On July 1, 2009 the US Department of Defense Military Health System website posted the following article by Captain Barry Lewis :
“Symptoms of combat stress and post-traumatic stress disorder (PTSD) include continual nightmares, avoidance behaviors, denial, grief, anger and fear.
Some soldiers, battling these and other symptoms, can be treated successfully as an outpatient while assuming their normal duties. For others, however, returning to work and becoming their old selves again were challenges recognized by several mental health professionals across the European theater.
We were looking at how we can best meet the needs of our clientele, and we were identifying that a lot of the soldiers needed more than once a week outpatient, individual therapy and probably needed more than once or twice a week group therapy,’ said Joseph Pehm, chief of Medical Social Work at Landstuhl Regional Medical Center (LRMC).
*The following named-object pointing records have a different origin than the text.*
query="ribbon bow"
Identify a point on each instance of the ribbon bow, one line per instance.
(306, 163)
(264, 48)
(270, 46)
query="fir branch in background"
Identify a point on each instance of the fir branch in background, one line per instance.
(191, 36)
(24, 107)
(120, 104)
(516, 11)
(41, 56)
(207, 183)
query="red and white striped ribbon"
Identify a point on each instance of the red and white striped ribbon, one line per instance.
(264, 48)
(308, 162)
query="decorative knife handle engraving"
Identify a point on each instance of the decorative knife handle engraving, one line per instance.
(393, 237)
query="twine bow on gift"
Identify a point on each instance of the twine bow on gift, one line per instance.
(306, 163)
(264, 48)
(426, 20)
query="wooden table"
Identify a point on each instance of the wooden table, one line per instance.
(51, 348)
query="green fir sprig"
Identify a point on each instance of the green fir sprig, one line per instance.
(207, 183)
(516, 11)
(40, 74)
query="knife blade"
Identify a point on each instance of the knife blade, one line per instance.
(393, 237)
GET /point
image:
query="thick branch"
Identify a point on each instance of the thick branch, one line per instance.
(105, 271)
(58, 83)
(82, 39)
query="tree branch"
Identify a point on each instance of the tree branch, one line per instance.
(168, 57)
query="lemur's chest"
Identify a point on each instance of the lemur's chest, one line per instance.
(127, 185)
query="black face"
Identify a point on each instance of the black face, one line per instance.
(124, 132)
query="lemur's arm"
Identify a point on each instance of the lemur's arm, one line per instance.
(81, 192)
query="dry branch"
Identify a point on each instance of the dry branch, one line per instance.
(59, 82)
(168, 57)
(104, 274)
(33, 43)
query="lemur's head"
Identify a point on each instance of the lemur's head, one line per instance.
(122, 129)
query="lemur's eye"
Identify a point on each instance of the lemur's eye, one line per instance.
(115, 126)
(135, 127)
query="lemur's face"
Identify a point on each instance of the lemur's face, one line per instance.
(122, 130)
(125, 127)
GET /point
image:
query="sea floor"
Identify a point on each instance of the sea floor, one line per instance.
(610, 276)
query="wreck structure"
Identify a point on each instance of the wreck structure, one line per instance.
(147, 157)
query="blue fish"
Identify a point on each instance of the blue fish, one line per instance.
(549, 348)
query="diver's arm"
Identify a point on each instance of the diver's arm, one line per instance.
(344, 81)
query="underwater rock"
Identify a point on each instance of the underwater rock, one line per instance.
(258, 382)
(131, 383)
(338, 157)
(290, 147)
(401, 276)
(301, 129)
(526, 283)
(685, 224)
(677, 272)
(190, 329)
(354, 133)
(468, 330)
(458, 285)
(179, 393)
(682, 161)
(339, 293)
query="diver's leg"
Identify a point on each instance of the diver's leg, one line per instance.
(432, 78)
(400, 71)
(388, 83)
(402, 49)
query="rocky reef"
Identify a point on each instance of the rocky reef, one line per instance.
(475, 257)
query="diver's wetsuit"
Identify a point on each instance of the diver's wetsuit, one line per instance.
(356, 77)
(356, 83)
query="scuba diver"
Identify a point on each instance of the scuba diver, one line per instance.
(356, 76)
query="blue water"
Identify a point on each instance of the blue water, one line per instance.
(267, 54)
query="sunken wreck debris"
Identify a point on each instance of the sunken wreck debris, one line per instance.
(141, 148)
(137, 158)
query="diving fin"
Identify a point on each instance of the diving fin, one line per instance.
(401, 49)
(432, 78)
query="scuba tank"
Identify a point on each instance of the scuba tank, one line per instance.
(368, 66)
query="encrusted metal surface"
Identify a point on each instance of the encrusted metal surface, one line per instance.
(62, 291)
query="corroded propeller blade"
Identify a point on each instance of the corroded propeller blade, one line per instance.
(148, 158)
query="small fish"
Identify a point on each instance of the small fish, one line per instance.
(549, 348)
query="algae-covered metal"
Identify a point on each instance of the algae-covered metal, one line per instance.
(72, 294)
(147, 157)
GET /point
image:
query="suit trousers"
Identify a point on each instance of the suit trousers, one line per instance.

The solution came in the creation of an intensive eight-week therapeutic post-traumatic stress disorder Day treatment program called ‘evolution’ that began in March 2009 at LRMC. During the eight-hour days, patients enrolled in the program participate in multiple disciplines and interests, including art therapy, yoga and meditation classes, substance abuse groups, anger and grief management, tobacco cessation, pain management and multiple PTSD evidence-based practice protocols.
‘I am a great believer in the kitchen sink, meaning I throw everything, including the kitchen sink, and something will stick,’ said Dr. Daphne Brown, chief of the Division of Behavioral Health at LRMC. ‘And so we’ve come with all the evidence-based treatment for PTSD that we know about … We’ve taken everything that we can think of that will be of use in redirecting symptoms for these folks and put it into an eight-week program.’
Brown, Pehm and Sharon Stewart, a Red Cross volunteer who recently received a Psy.D. in psychology, said the program is designed from research into the effects of traumatic experience and mirrors successful PTSD programs at Walter Reed Army Medical Center and the Department of Veterans Affairs, as well as programs run by psychologists in the U.S.
‘We are building on the groundbreaking work that some of our peers and colleagues have done and just expanding it out,’ said Brown.
During treatment, patients begin the day with a community meeting where they discuss how well they feel and any additional issues or concerns since their last meeting. The remainder of the day depends on the curriculum scheduled for that week.
The first few weeks focus on learning basic coping skills such as how to reduce anxiety and fight fear, as well as yoga and meditation for relaxation. Eye movement desensitization and reprocessing (EMDR), an evidence-based practice for treating PTSD, is also conducted during the early phases of the treatment program.
‘The concept behind EMDR is that, essentially, memories become fixed in one part of our brain and they maintain their power and control over our emotions as long as they are fixed there,’ said Brown. ‘And if we can activate a different part of the brain while we’re experiencing that memory, we can help to remove some of that emotional valence from it. So we use physiological maneuvers to activate both sides of the brain.’
The goal at the beginning of the PTSD program is to provide patients with a number of tools they can use to help them calm down when feeling overwhelmed, especially before more intense therapy begins in the latter weeks. Cognitive processing therapy is used throughout the program. EMDR and prolonged exposure therapy are also available on an individual basis at the soldier’s request. All three techniques are research-based treatments.”
What are your thoughts about this new treatment approach?